A most trying necessity are
examinations. They come mainly toward the close of the college year, and
a few of our girls are not prepared to pass.
"Last year I felt that some of my freshmen and sophomores could not
possibly comply with the mathematical requirements. When I received from
the printers my copies of the questions to be proposed to the classes I
really felt that a few of my girls were going to have a hard time," and
she smiled again, yet there was still trouble in her eyes.
"I chanced to be in the library when I received the papers. You have not
seen our library yet, have you, Miss Fielding?"
"No, Miss Cullam. You know, Helen and I arrived only this afternoon at
Ardmore."
"That is so. Well, the library is a very beautifully furnished building.

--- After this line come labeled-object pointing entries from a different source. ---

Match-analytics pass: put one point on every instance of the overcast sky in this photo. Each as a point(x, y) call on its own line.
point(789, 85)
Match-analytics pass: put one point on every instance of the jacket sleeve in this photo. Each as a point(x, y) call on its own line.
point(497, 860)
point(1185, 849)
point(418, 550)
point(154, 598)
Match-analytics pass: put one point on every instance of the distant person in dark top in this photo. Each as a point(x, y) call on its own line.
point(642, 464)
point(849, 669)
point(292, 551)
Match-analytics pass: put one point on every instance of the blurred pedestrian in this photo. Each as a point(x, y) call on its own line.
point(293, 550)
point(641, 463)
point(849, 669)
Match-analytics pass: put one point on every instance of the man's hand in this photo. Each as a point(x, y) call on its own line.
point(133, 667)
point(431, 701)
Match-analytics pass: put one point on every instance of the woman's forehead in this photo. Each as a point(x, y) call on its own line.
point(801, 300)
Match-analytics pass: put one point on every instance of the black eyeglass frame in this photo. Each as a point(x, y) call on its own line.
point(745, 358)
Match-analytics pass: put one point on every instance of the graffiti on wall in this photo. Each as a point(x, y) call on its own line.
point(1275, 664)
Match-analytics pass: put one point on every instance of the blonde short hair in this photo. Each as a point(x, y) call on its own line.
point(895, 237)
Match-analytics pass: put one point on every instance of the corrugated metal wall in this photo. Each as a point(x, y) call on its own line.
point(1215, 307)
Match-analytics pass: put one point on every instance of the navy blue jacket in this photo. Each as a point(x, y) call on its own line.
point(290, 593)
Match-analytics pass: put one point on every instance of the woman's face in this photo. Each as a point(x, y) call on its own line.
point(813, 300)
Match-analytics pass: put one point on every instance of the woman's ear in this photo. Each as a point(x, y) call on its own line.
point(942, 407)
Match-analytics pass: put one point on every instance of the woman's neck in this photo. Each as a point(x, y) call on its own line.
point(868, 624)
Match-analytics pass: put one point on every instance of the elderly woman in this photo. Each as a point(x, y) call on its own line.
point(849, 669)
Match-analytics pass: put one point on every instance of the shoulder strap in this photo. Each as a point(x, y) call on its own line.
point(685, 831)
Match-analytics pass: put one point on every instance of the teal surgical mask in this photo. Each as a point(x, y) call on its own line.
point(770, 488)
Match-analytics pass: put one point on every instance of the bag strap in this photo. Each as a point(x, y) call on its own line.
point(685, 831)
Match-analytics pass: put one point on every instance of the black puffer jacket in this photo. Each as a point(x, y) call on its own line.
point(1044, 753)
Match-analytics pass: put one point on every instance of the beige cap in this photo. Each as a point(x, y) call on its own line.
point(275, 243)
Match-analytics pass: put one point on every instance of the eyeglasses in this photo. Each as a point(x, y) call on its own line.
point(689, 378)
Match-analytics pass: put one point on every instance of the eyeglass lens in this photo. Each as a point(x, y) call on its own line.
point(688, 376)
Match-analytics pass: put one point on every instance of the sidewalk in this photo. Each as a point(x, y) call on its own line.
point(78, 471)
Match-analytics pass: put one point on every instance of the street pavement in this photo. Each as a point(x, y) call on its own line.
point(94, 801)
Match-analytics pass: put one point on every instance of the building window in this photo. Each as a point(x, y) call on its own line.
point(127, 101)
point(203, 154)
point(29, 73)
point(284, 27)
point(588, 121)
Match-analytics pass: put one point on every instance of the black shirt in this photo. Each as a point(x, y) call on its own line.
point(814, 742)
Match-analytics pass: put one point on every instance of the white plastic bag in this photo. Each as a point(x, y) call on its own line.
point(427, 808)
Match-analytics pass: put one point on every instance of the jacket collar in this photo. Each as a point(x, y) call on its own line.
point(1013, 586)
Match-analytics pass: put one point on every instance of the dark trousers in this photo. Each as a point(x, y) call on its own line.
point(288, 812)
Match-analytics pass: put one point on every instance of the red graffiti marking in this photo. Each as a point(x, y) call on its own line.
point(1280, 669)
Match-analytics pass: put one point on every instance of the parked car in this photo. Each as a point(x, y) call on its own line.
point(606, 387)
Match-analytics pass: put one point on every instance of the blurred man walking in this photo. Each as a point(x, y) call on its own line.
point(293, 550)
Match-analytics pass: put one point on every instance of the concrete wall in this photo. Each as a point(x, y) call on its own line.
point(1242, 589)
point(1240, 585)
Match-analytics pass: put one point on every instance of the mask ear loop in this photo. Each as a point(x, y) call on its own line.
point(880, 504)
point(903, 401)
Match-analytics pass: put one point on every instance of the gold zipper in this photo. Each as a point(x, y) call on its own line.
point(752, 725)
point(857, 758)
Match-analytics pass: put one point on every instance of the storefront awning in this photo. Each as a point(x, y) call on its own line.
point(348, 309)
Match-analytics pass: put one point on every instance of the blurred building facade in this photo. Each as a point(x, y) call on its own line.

It was a gift from certain alumni. I was alone in the reception-room
when I examined the papers, and being called suddenly to a duty and not
wishing to take the papers with me, I rolled them up and thrust them
into a vase standing upon the table. When I returned in a few minutes,
still hurried by a task before me, I found that I had thrust the papers
so far into the small-mouthed vase that I could not reach them. Quite a
ridiculous situation, was it not?
"But now the plot thickens," went on the teacher, with a sigh. "The
papers were safe enough there, of course. The vase was a very beautiful
and valuable silver one, and had its place of honor on that table. I
could not stop to retrieve the question papers with a pair of tongs--as
I might, had I not been hurried. When I returned armed with the tongs in
the morning----"
"Yes, Miss Cullam?" rejoined Ruth, interestedly, as the teacher paused
in her story.
"The vase--and, of course, the question papers--was gone," said the
lady, in a sepulchral tone.
"Oh!"
"And almost all the girls I had marked for failure in mathematics went
through the examination with colors flying!"
"Oh!" exclaimed Ruth again, and quite blankly.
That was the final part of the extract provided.